How To Get Prioritized Examination of an International Application Entering the US National Stage

Posted Monday, August 31, 2015.

For a few years now, the USPTO has been accepting requests for prioritized examination of patent applications under its Track One program. The Track One program is described more fully here, and enables an applicant to possibly receive a patent within a year of filing, instead of in the normal timeline.

As of July 2015, the “normal timeline” means that a patent will issue or go abandoned on average in 26.6 months. However, the USPTO’s stated goal of the Track One program is for the patent to issue or go abandoned inside 12 months, and I have personally obtained patents for clients in as little as five months with Track One. I am a big fan of prioritized examination via the Track One program.

However, Track One is not available for applications which begin as international applications and then enter the U.S. National Stage. Applicants with foreign filings could file a Track One application concurrent with the international (PCT) application, but this can be kind of costly since PCT applications themselves have expensive filing fees. Some applicants prefer to go the PCT route I wrote about here, and not seek the patent in the US until later. That approach spreads the costs out.

Let’s say you file a PCT application, then wait the 30 months until the deadline for filing a national stage application in the U.S. And at the time of the U.S. national stage entry, you would like prioritized examination. How can you do that? The USPTO won’t accept a Track One application for a national stage application, unless it’s an RCE (usually filed after a Final Office Action – read more here).

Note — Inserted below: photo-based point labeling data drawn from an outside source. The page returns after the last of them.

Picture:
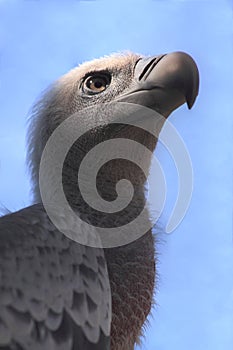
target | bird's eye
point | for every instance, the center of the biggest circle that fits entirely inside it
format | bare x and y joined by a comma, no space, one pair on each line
97,83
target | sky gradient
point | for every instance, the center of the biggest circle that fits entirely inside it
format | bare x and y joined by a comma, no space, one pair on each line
40,41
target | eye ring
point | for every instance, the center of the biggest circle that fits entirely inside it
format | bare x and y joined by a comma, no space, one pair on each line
96,83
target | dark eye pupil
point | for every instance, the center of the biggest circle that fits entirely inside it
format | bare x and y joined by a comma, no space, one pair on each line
98,84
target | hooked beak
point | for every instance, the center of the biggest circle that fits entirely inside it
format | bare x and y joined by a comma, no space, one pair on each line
164,82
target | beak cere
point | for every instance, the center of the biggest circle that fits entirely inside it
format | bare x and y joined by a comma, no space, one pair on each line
164,82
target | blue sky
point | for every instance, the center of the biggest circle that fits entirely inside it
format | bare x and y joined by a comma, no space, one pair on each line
39,41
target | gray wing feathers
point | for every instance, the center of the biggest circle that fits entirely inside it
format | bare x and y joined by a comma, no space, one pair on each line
53,291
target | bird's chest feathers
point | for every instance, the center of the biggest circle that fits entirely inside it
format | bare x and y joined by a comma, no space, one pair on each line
131,271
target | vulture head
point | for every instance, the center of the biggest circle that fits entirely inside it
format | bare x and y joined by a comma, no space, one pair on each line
161,83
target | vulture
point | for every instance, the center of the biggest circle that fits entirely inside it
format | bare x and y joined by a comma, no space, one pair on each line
62,293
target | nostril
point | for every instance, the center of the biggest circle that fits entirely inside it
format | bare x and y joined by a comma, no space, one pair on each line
149,66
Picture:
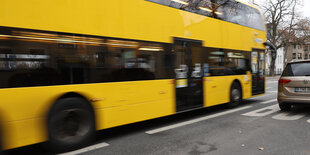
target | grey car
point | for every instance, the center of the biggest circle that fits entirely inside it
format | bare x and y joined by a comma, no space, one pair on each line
294,85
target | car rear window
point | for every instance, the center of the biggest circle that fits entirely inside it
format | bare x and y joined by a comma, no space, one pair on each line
297,69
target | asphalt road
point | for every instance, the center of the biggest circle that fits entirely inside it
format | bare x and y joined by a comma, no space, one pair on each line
255,127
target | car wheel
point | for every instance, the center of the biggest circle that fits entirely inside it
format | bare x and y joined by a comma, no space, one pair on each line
285,106
235,95
70,124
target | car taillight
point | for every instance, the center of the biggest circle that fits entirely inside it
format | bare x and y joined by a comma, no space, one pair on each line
284,81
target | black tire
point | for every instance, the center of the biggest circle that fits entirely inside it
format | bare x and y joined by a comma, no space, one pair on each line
70,124
235,95
285,106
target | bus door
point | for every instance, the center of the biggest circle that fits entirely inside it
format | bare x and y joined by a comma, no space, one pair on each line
188,74
258,72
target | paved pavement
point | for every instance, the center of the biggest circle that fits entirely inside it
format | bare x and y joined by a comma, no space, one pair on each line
256,127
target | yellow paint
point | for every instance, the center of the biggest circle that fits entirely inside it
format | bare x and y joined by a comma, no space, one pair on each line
132,19
23,110
181,83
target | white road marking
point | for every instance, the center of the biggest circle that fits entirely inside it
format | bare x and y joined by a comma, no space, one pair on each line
269,101
288,116
272,82
263,111
195,120
86,149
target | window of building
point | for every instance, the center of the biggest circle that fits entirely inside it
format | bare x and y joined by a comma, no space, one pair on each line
299,55
294,56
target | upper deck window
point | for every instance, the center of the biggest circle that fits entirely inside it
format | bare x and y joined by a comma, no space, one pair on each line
227,10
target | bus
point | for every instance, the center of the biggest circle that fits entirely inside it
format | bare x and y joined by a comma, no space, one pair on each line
71,67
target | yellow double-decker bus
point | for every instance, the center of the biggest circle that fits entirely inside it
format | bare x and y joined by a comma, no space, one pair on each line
71,67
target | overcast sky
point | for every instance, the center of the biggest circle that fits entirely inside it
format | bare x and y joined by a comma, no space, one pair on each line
305,10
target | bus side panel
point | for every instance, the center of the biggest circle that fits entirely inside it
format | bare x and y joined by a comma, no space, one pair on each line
24,132
148,100
217,89
23,117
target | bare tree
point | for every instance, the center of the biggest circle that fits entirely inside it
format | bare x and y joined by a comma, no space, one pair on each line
281,17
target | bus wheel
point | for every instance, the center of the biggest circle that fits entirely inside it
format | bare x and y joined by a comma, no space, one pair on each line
70,124
235,95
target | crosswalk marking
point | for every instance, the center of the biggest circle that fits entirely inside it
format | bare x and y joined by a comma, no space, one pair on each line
86,149
195,120
263,111
269,101
288,116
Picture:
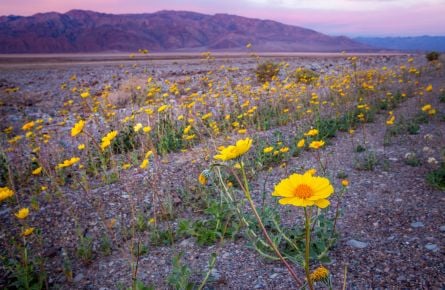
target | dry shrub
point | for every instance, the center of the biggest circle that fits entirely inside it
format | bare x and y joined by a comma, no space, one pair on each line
127,93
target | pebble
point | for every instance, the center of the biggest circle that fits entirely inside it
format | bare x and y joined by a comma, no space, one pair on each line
357,244
215,274
417,225
432,247
78,278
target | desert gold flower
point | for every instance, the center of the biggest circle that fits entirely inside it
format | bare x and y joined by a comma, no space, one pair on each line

The answer is: file the national stage application at the USPTO, and then file a U.S. continuation application which claims priority to the national stage application (read more about continuing patent applications here). You can then request prioritized examination of the continuation application, pay the Track One surcharge, and get faster US examination of your application even though it began as a PCT application.

At that point you have two applications pending. You could even change the claims in one application or the other and have claims to two different inventions examined via this process. You will likely receive an answer first on the application you filed second, but my experience is that once the Track One application is examined, if the same examiner is assigned to both you usually get the initial application examined very quickly afterwards (possibly sooner than you would otherwise).

I have used this strategy successfully to accelerate examination of inventions disclosed in national stage applications, even though the USPTO states they won’t accept a Track One request for such an application.